I dont think they even used ferrite parasitics on the finals either then.
They did. But as soon as the amplifier got run on high side for a while they would get hot, crack in half and pile up on the bottom cover.
Until the first time the bottom was removed. Then they're gone forever without a trace. Haven't found those rattling around in the bottom of a 300A in a very long time.
Sure would like to see a proper sequence of the engineering changes as they progressed.
Oldest ones had the tube sockets mounted to the metal chassis. That didn't last long, and the more-familiar circuit boards were where the tube sockets went, mounted on plastic spacers that get hot and shrink.
Older versions had an open-frame single-pole relay in line with the B+, mounted on the pcb with the HV filter caps.

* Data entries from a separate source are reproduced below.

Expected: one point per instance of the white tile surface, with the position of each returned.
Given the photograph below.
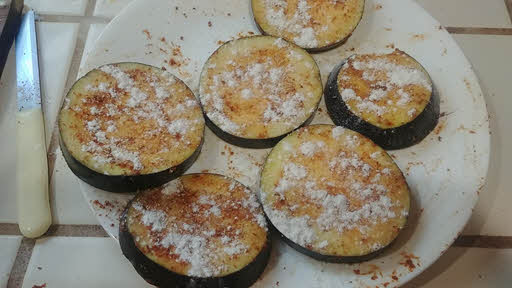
(468, 13)
(93, 34)
(10, 245)
(8, 144)
(68, 204)
(491, 57)
(59, 7)
(80, 262)
(56, 46)
(468, 268)
(109, 8)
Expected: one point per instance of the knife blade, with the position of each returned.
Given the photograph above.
(10, 18)
(34, 216)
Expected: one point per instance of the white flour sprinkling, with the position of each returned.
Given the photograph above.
(297, 24)
(398, 76)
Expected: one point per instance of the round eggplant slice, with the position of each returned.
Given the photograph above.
(256, 90)
(200, 230)
(389, 98)
(333, 194)
(315, 25)
(129, 126)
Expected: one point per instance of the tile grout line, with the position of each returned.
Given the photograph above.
(20, 265)
(508, 3)
(479, 30)
(83, 31)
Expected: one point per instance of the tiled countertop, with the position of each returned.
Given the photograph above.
(77, 253)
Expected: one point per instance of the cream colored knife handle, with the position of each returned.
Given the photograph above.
(34, 216)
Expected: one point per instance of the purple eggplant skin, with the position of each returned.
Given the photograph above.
(400, 137)
(126, 183)
(161, 277)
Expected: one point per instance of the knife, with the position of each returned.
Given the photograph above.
(34, 217)
(10, 18)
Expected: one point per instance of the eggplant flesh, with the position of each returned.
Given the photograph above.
(400, 137)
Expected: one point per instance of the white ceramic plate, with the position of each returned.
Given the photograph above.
(445, 171)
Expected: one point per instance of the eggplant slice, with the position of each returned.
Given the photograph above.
(200, 230)
(389, 98)
(333, 194)
(255, 90)
(312, 24)
(129, 126)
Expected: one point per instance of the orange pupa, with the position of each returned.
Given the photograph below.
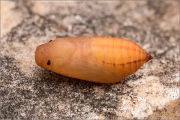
(95, 59)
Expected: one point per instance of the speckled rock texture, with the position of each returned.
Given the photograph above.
(31, 92)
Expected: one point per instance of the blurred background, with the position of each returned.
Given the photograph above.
(28, 91)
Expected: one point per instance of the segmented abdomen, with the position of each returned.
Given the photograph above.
(119, 56)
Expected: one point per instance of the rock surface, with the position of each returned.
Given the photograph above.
(28, 91)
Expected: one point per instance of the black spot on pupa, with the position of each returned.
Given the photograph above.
(49, 62)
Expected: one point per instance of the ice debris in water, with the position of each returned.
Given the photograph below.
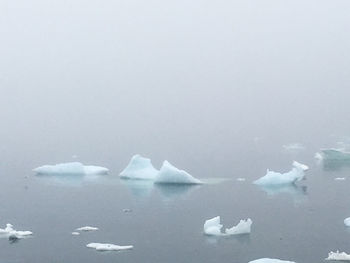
(107, 247)
(338, 256)
(274, 178)
(139, 168)
(11, 233)
(169, 174)
(87, 228)
(347, 221)
(270, 260)
(73, 168)
(212, 227)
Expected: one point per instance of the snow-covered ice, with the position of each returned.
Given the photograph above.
(169, 174)
(275, 178)
(72, 168)
(107, 247)
(243, 227)
(347, 221)
(338, 256)
(270, 260)
(87, 228)
(11, 233)
(212, 227)
(139, 168)
(304, 167)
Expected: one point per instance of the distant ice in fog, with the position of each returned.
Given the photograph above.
(107, 247)
(169, 174)
(270, 260)
(72, 168)
(212, 227)
(338, 256)
(275, 178)
(139, 168)
(294, 147)
(347, 221)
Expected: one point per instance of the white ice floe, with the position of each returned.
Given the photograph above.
(270, 260)
(139, 168)
(169, 174)
(274, 178)
(73, 168)
(340, 178)
(87, 228)
(11, 233)
(107, 247)
(294, 147)
(347, 221)
(338, 256)
(300, 165)
(212, 227)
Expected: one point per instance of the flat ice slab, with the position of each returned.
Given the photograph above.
(139, 168)
(212, 227)
(73, 168)
(270, 260)
(275, 178)
(107, 247)
(87, 228)
(11, 233)
(169, 174)
(338, 256)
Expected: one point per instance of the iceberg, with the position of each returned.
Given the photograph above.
(274, 178)
(270, 260)
(169, 174)
(13, 234)
(107, 247)
(347, 221)
(73, 168)
(338, 256)
(212, 227)
(139, 168)
(243, 227)
(87, 228)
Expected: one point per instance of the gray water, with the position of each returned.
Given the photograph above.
(216, 88)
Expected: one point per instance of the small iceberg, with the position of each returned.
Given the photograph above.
(347, 221)
(212, 227)
(107, 247)
(13, 234)
(73, 168)
(338, 256)
(270, 260)
(87, 228)
(139, 168)
(169, 174)
(274, 178)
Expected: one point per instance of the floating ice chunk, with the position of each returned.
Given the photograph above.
(87, 228)
(169, 174)
(270, 260)
(243, 227)
(73, 168)
(294, 147)
(212, 227)
(303, 167)
(335, 154)
(338, 256)
(273, 178)
(347, 221)
(340, 178)
(139, 168)
(107, 247)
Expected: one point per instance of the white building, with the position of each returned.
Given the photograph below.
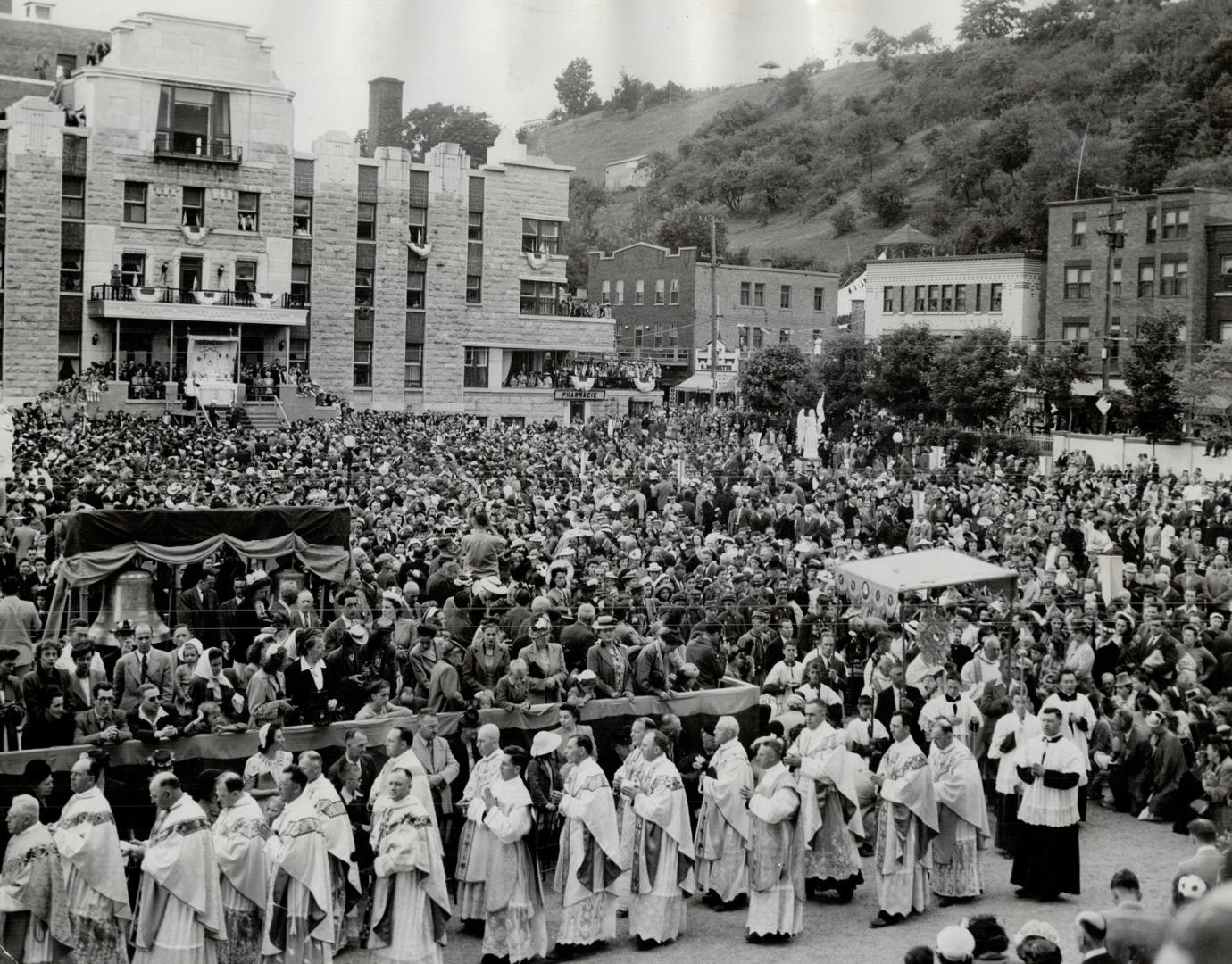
(628, 172)
(955, 295)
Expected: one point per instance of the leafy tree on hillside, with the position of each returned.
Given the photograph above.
(972, 377)
(1154, 406)
(576, 89)
(985, 20)
(902, 364)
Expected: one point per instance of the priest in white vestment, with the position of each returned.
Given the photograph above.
(179, 909)
(239, 836)
(905, 825)
(411, 906)
(662, 873)
(94, 877)
(587, 870)
(33, 911)
(777, 867)
(961, 814)
(723, 821)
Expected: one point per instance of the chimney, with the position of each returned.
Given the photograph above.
(385, 112)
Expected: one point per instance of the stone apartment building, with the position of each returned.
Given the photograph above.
(177, 204)
(661, 303)
(1177, 257)
(953, 295)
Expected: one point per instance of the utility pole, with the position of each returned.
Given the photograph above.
(713, 318)
(1115, 240)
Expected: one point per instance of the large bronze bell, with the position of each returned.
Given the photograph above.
(129, 596)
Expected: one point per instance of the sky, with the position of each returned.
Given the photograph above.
(502, 55)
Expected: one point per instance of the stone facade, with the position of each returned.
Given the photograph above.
(1077, 311)
(895, 288)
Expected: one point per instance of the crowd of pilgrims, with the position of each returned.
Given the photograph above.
(509, 568)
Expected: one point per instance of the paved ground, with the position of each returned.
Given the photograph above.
(840, 934)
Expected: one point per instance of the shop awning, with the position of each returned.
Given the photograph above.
(701, 382)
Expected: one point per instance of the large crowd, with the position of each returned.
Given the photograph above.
(512, 568)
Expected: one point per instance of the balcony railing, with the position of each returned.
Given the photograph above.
(180, 145)
(222, 298)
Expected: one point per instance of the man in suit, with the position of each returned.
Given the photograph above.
(103, 723)
(1206, 860)
(1132, 932)
(143, 665)
(197, 609)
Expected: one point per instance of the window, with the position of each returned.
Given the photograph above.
(71, 270)
(194, 120)
(541, 237)
(301, 285)
(73, 197)
(301, 217)
(1077, 282)
(135, 202)
(412, 366)
(1078, 234)
(366, 221)
(249, 212)
(132, 269)
(540, 298)
(417, 226)
(363, 287)
(415, 279)
(1176, 224)
(192, 207)
(246, 281)
(1173, 278)
(362, 363)
(474, 369)
(1077, 331)
(1146, 279)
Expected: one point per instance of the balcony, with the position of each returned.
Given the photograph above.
(185, 146)
(227, 305)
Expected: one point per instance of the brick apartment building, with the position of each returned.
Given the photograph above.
(661, 303)
(178, 204)
(1177, 257)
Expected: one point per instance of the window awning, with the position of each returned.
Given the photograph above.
(701, 382)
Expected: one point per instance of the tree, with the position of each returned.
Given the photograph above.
(1154, 406)
(886, 198)
(576, 89)
(423, 129)
(843, 218)
(778, 382)
(972, 377)
(902, 364)
(687, 226)
(1053, 375)
(986, 20)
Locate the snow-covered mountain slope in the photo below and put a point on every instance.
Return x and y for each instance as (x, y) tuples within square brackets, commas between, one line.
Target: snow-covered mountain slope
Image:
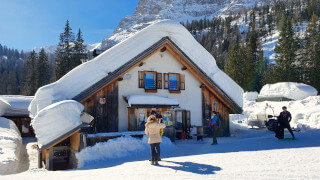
[(53, 48), (150, 11)]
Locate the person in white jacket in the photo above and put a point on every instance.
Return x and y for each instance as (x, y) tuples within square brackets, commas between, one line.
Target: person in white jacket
[(153, 130)]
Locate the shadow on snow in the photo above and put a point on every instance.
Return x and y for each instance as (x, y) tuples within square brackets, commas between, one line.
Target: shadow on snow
[(261, 142)]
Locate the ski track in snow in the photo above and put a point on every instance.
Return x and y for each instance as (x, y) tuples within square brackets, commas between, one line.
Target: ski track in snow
[(254, 155)]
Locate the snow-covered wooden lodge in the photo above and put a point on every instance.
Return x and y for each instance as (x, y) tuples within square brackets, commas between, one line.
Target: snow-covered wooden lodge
[(162, 68)]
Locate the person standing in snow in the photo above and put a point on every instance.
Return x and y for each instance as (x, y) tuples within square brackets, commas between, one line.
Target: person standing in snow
[(284, 122), (153, 130), (212, 125)]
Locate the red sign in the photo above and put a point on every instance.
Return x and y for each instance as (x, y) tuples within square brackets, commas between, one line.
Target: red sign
[(102, 100)]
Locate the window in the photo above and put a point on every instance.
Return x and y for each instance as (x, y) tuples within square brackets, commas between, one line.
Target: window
[(174, 82), (150, 80)]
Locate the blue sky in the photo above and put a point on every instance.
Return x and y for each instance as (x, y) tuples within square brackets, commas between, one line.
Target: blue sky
[(26, 24)]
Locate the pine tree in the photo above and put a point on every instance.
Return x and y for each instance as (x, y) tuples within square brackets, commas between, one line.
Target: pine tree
[(80, 50), (30, 83), (43, 69), (64, 52), (312, 50), (285, 70)]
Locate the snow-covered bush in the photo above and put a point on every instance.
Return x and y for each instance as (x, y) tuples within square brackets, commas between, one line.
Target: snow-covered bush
[(56, 119), (10, 146)]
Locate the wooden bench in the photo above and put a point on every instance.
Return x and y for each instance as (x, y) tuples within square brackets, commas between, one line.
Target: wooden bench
[(200, 134)]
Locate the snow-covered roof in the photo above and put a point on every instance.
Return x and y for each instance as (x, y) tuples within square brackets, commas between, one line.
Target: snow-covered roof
[(89, 73), (56, 120), (14, 105), (290, 90), (138, 99)]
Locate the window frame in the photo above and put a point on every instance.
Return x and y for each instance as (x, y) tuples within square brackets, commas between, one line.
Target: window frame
[(154, 80), (178, 82)]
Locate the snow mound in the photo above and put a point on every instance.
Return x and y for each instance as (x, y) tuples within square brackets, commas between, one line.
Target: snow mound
[(10, 145), (250, 96), (14, 105), (290, 90), (305, 113), (151, 99), (56, 120), (81, 77), (120, 149)]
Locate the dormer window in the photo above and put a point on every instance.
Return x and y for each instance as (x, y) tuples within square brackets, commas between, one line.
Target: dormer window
[(151, 81), (173, 82)]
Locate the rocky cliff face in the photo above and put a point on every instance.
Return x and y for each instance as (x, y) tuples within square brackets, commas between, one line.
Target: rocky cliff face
[(151, 11)]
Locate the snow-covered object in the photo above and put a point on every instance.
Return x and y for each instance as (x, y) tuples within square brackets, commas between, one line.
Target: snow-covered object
[(250, 96), (151, 100), (10, 146), (85, 75), (120, 149), (290, 90), (56, 120), (305, 113), (14, 105)]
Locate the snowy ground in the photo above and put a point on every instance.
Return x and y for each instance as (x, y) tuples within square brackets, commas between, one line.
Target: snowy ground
[(254, 155)]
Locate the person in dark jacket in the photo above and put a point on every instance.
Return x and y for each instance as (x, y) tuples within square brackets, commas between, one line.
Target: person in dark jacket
[(284, 122), (212, 125)]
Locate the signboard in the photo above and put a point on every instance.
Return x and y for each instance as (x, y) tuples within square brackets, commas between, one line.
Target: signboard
[(102, 100)]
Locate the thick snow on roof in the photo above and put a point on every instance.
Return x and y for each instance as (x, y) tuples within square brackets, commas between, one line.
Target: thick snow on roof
[(14, 105), (55, 120), (87, 74), (10, 145), (150, 100), (290, 90)]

Then it got moved to the chassis behind the standby switch.
And then it went away forever. Used switched grid bias to put the tubes on standby after that.
Three relays mounted on the plug-in circuit board got changed around 1974 or 1975 to a soldered-in pc board with the antenna relay in a socket, located beneath the Load control. This version had the two R50 sealed relays that always go bad.
The factory schematic shows no separate input-matching circuit for Low side. But nearly all of the amplifiers I have seen include this coil and cap mounted to the rear of the High/Low switch.
The band coils definitely saw some revision, as the pics above demonstrate. We learned the hard way to remove the driver tank coil altogether and replace it with 5 turns of #12 wire.
Only the screen grids on the driver tubes got the positive voltage fed to them. This created a hazard to the 12-Volt circuits any time a driver tube got too hot and flashed over inside.
Like most manufactured products, the design would change every time they built another batch.